Opinion
Case No. CV 18-10800-JPR
07-23-2020
MEMORANDUM DECISION AND ORDER DENYING PETITION AND DISMISSING ACTION WITH PREJUDICE
PROCEEDINGS
On December 12, 2018, Petitioner, proceeding pro se, constructively filed a Petition for Writ of Habeas Corpus by a Person in State Custody, raising a single claim: his 2000 conviction for discharging a firearm was "not a strikable offen[s]e." (Pet. at 3; see also id. at 1-2.) Respondent moved to dismiss on June 20, 2019, and Petitioner opposed on March 20, 2020. Respondent did not file a reply. The parties consented to the jurisdiction of the undersigned under 28 U.S.C. § 636(c)(1). For the reasons discussed below, the Petition is denied as untimely and because the Court lacks subject-matter jurisdiction, and this action is dismissed with prejudice.
The Ninth Circuit transferred the Petition to this Court after denying as unnecessary Petitioner's application to file a second or successive petition in that he had not filed a prior petition pertaining to the 2000 conviction.
BACKGROUND
On August 17, 2000, Petitioner pleaded guilty in Los Angeles County Superior Court to discharging a firearm with gross negligence under former California Penal Code section 246.3 and was sentenced to five years probation with one year in county jail. (See Lodged Doc. 1 at 10; Pet. at 1-2; Opp'n at 3.) Petitioner did not appeal. See Cal. App. Cts. Case Info., http://appellatecases.courtinfo.ca.gov/ (search for "Aldrete" with "Raul" in Second App. Dist. revealing no appeals filed after 1994) (last visited July 23, 2020); see also Opp'n at 3 ("[P]etitioner has never filed any appeal on this matter.").
Subsequently, in 2013, a San Bernardino County jury convicted him of assault with a firearm, willful infliction of corporal injury on a cohabitant, and felon in possession of a firearm. (Lodged Doc. 1 at 2.) The trial court found true that Petitioner had been convicted of two prior strikes, including the 2000 discharging-a-firearm conviction. (Id. at 2, 10.) He was sentenced to 37 years to life in state prison. (Id. at 2.) The California Court of Appeal affirmed the judgment on June 19, 2015. (Id. at 1-2.) Petitioner did not file a petition for review. See Cal. App. Cts. Case Info., http://appellatecases.courtinfo.ca.gov/ (search for "Aldrete" with "Raul" in supreme court revealing no petition for review filed after 1995) (last visited July 23, 2020).
PETITIONER'S CLAIM
Petitioner's 2000 conviction for discharging a firearm in a grossly negligent manner should not count as a strike. (Pet. at 1, 3.)
DISCUSSION
I. The Court Lacks Subject-Matter Jurisdiction
Under § 2254(a), a federal court "shall entertain an application for a writ of habeas corpus in behalf of a person in custody pursuant to the judgment of a State court only on the ground that he is in custody in violation of the Constitution or laws or treaties of the United States." Section 2254(a)'s custody requirement "has been interpreted to mean that federal courts lack jurisdiction over habeas corpus petitions unless the petitioner is 'under the conviction or sentence under attack at the time his petition is filed.'" Bailey v. Hill, 599 F.3d 976, 978-79 (9th Cir. 2010) (citation omitted); see also Maleng v. Cook, 490 U.S. 488, 490-91 (1989) (per curiam) (interpreting § 2254(a) as "requiring that the habeas petitioner be 'in custody' under the conviction or sentence under attack at the time his petition is filed"). Because the custody requirement is jurisdictional, "it is the first question [a court] must consider." Bailey, 599 F.3d at 978 (citation omitted).

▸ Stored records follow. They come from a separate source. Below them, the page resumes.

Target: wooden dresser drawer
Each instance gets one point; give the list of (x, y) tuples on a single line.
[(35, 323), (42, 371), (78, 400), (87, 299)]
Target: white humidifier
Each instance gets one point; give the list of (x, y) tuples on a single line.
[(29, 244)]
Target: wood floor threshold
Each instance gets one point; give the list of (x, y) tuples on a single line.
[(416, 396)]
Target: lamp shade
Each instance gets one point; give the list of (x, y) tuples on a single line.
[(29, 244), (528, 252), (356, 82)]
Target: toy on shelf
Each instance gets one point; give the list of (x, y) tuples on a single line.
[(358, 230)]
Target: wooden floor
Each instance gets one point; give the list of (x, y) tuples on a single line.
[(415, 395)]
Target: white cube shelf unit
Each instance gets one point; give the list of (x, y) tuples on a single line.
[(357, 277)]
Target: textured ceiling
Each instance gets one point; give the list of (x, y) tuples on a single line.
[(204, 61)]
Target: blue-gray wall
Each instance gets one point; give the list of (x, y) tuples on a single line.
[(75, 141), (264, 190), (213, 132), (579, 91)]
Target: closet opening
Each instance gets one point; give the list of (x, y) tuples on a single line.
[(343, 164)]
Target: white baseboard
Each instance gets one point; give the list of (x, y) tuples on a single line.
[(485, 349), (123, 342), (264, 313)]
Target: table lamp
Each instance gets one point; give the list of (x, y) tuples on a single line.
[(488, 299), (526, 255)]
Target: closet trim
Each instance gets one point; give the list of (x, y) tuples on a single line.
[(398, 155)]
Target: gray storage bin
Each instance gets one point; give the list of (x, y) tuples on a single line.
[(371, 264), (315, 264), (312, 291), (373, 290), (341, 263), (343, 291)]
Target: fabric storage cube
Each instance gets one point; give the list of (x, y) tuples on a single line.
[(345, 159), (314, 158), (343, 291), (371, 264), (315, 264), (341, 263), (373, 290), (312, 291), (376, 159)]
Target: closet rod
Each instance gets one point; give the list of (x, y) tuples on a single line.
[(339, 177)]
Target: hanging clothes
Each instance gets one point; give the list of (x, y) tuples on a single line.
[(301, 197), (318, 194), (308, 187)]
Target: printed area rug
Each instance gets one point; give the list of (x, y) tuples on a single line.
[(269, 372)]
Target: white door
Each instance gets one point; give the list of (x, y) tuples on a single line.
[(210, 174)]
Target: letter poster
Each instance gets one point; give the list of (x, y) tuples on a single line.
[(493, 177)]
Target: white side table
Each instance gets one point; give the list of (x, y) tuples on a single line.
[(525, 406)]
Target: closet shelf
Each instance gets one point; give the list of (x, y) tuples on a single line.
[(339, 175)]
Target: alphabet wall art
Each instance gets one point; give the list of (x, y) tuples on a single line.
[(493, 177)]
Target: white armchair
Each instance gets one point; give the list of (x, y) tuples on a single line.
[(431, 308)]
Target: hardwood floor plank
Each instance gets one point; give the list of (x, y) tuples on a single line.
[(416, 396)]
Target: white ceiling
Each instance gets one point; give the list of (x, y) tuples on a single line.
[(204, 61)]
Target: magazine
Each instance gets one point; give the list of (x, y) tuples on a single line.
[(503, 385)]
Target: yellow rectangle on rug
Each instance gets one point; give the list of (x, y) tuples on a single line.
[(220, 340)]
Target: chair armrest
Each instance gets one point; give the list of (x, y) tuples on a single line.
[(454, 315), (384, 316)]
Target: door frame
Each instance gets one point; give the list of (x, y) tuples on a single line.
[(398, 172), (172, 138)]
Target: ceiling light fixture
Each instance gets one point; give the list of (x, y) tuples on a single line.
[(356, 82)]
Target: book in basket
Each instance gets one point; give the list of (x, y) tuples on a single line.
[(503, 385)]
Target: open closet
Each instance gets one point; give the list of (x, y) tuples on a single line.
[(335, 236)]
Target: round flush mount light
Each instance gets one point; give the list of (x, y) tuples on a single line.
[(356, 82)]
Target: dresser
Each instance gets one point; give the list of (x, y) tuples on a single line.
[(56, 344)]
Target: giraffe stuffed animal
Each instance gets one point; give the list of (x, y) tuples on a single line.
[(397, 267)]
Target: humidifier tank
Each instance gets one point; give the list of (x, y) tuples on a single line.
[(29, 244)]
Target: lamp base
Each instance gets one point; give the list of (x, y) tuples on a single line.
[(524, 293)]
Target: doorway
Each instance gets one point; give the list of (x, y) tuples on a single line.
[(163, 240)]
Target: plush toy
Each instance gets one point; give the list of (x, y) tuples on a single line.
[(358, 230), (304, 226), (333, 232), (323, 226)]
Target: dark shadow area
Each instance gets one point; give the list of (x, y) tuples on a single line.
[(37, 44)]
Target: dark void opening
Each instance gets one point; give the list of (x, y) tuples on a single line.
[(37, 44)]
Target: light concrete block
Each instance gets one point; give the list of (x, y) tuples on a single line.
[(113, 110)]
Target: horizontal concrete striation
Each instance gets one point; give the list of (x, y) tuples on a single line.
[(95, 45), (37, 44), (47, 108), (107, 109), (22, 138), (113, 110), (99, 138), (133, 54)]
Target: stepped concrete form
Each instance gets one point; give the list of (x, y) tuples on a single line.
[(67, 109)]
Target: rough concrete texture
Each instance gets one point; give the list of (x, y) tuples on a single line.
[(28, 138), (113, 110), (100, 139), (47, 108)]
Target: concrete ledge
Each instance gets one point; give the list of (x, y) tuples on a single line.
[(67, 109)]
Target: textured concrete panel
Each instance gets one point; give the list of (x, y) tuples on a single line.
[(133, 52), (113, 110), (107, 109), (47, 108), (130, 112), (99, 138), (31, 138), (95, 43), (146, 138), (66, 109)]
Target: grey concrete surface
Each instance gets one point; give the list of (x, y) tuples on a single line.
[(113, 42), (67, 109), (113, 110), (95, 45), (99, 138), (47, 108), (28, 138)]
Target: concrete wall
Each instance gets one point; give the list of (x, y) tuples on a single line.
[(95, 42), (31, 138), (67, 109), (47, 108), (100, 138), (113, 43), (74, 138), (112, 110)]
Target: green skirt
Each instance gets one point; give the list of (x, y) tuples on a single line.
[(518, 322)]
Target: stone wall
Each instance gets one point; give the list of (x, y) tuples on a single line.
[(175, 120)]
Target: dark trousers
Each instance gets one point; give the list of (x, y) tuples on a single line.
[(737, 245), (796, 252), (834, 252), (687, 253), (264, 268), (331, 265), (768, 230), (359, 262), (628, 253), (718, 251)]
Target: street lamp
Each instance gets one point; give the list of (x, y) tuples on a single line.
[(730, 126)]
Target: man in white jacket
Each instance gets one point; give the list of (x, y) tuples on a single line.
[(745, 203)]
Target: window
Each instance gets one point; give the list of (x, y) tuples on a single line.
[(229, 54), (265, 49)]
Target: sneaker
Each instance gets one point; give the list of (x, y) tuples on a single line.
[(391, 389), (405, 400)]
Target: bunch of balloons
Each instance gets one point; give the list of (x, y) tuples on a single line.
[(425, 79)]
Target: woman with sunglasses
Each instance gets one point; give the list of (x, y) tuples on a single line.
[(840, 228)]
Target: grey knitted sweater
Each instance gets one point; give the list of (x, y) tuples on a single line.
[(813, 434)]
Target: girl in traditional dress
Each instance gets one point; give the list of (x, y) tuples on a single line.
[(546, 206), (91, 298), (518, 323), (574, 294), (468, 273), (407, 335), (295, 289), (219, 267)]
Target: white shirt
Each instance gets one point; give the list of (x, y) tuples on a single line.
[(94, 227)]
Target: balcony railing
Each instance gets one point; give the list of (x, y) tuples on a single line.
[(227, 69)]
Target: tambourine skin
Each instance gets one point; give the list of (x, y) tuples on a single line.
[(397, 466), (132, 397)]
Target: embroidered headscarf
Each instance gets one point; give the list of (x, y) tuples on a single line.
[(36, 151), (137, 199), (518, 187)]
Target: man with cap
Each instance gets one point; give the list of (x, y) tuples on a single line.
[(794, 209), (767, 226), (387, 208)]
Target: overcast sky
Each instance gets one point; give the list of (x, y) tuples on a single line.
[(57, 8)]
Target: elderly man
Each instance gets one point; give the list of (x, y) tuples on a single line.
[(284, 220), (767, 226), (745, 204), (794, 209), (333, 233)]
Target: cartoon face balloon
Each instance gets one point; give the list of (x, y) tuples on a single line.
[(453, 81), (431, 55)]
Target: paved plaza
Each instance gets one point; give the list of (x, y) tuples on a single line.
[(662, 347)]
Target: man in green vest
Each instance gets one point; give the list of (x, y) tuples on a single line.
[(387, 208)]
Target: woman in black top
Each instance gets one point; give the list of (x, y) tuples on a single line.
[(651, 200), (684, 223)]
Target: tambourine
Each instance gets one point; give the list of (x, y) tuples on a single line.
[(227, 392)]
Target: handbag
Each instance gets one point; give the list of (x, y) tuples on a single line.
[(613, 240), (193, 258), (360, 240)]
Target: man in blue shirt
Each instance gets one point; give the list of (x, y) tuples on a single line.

In August 2000, Petitioner was apparently sentenced on the discharging-a-firearm conviction to five years probation with one year in county jail. (Lodged Doc. 1 at 10-11; Pet. at 1-2.) His probation, and therefore his custody, see Chaker v. Crogan, 428 F.3d 1215, 1219 (9th Cir. 2005), likely terminated five or six years later, in August 2005 or 2006. But even if Petitioner violated his probation shortly before its anticipated completion and was sentenced to the upper term of three years, see Cal. Penal Code §§ 18 & 246.3 (2000), his custody would have ended in August 2008 or 2009. On December 12, 2018, then, the constructive filing date of the Petition, he wouldn't have been in custody on the conviction he challenges for about a decade or more. Because he was not "'in custody' under the conviction or sentence under attack at the time his petition [wa]s filed," this Court lacks subject-matter jurisdiction, and the Petition must be dismissed with prejudice. Maleng, 490 U.S. at 490; see Hays v. Tews, No. CV 15-4279-DMG (KES), 2015 WL 13123193, at *2, *6-7 (C.D. Cal. Nov. 2, 2015) (dismissing habeas petition with prejudice for lack of subject-matter jurisdiction because petitioner was no longer in custody on conviction he challenged), accepted by 2017 WL 962754 (C.D. Cal. Mar. 13, 2017).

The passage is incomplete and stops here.